Theology so easy a caveman could do it: Why Christian camps are evil.

I know, I know, you’ve probably been to at least one camp in your life. You probably look back and think of all the fun you had. You probably remember feeling “closer to God.” You probably established acquaintanceships there that developed into blossoming semi-frequent instant messenger exchanges. Maybe you even made a sweet action, performance-grade violin from twigs and rubber bands which you played for hours each day until “the cat” mysteriously broke it into small pieces and left it on the curb for the trash man. However, whatever your recollection may be, Christian camps are evil. Here are just a few of the reasons that you should never send your children to Christian camps.

First, camp evangelists preach their sermons at an “age-appropriate” level. You read that correctly. They don’t exposit the difference between infralapsarianism and supralapsarianism. They don’t give cogent arguments definitively proclaiming who the author of Hebrews was. Most of them will never even read an entire chapter of Revelation directly from the Greek in their anecdotal introductions to their sermons. No, all these evangelists do is drone on about how the children need to be saved and how they should dedicate their lives to God. Sure, the gospel is important, but is it important enough to make your kids spend an entire week of their summer devoted to it? Do you really want to spend your hard-earned money sending your kids to hear this stuff?

Second, camps promote unity. Once I was at a camp where the counselor wouldn’t let me kick some punk named Colton out of the room because his feet smelled bad and he snored. If kids don’t learn to separate from other inferior Christians at a young age, when will they learn? I suppose you want them to be unprepared to kick out a church member who thinks it may be ok for Christians to dance or drink moderate amounts of alcohol. The next thing you’ll probably say is that you wouldn’t even schedule an intervention if you caught someone raising their hands in worship. Like parents like children.

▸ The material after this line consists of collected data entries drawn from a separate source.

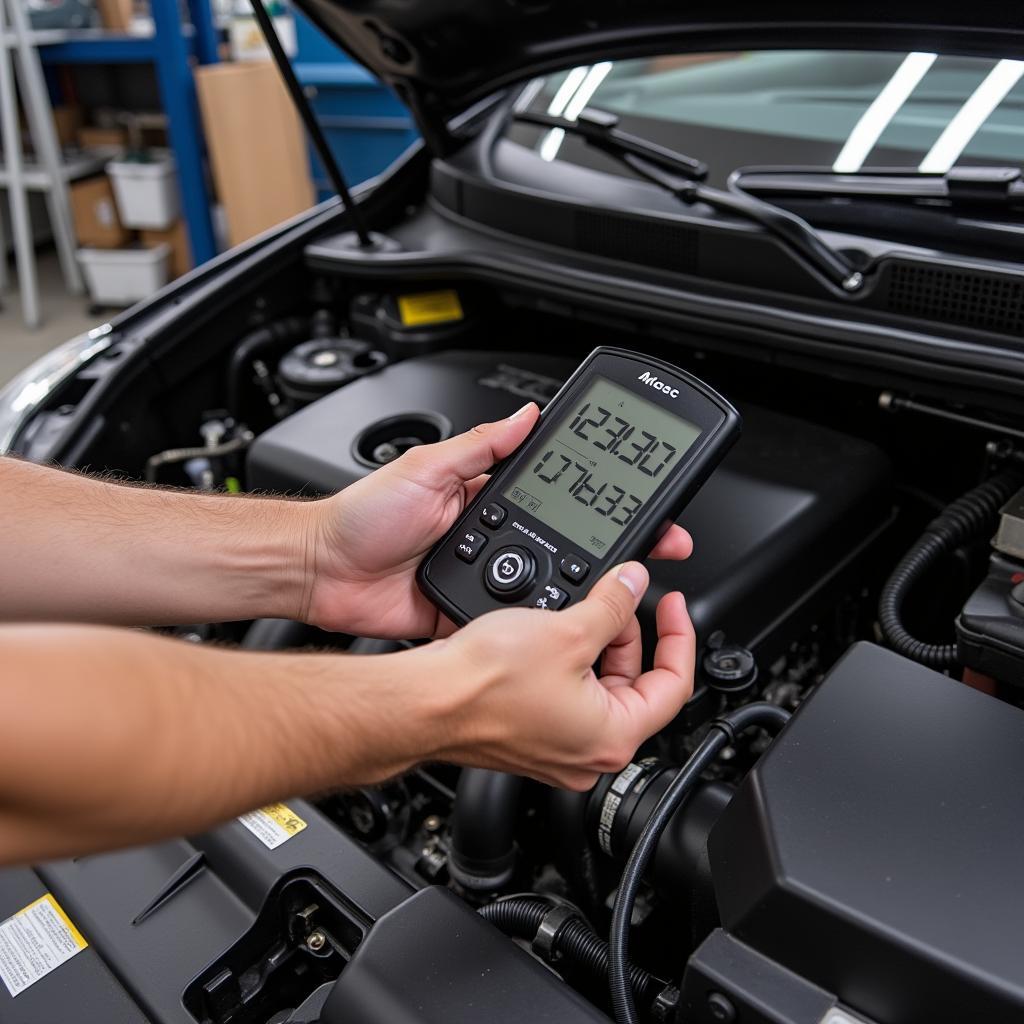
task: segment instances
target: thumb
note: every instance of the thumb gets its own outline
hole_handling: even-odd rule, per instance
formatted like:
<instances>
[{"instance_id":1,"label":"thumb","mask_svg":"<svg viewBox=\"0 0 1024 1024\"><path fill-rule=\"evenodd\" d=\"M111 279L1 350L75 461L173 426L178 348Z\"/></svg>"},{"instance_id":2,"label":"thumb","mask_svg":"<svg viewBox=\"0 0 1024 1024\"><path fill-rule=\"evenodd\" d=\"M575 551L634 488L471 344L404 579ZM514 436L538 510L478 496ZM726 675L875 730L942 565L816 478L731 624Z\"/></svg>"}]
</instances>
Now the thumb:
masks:
<instances>
[{"instance_id":1,"label":"thumb","mask_svg":"<svg viewBox=\"0 0 1024 1024\"><path fill-rule=\"evenodd\" d=\"M486 473L496 462L519 447L540 415L535 402L528 402L507 419L481 423L447 441L411 448L394 463L406 474L428 487L463 483Z\"/></svg>"},{"instance_id":2,"label":"thumb","mask_svg":"<svg viewBox=\"0 0 1024 1024\"><path fill-rule=\"evenodd\" d=\"M559 612L582 626L588 665L626 628L648 583L639 562L623 562L609 569L578 605Z\"/></svg>"}]
</instances>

Finally, camps encourage kids to have spiritual conversations with their parents. This is probably the point at which camps are their most dangerous. When kids get back from camp they want talk with their parents about all the cool things God has been been doing in and through them at camp. Suddenly, parents become the primary disciplers of their children instead of the ordained discipler that is the Youth Pastor. Parents, do you have a 4 year degree in youth ministry? I. Didn’t. Think. So. Your church’s youth pastor probably spent a whole hour thinking about what God would have your kid to do for their life. Don’t steal that from him with some lame argument about how you’ve been “praying for your child’s spiritual growth since before they were born.” Keep your kids at home where your pastors can keep an eye on them.

I hope you now see the folly in the idea of Christian camps. But hey, if you don’t, just leave a comment below so I know who to separate from pray for.



4 thoughts on “Theology so easy a caveman could do it: Why Christian camps are evil.

  1. Camp for us is next week. One of my favorite things for nearly 50 years.

  2. Wait, what is this doing in the satire section?

  3. Not what I was expecting. Great stuff. Down with camp! Sincerely, a former (and probably future) camp counselor and current youth pastor.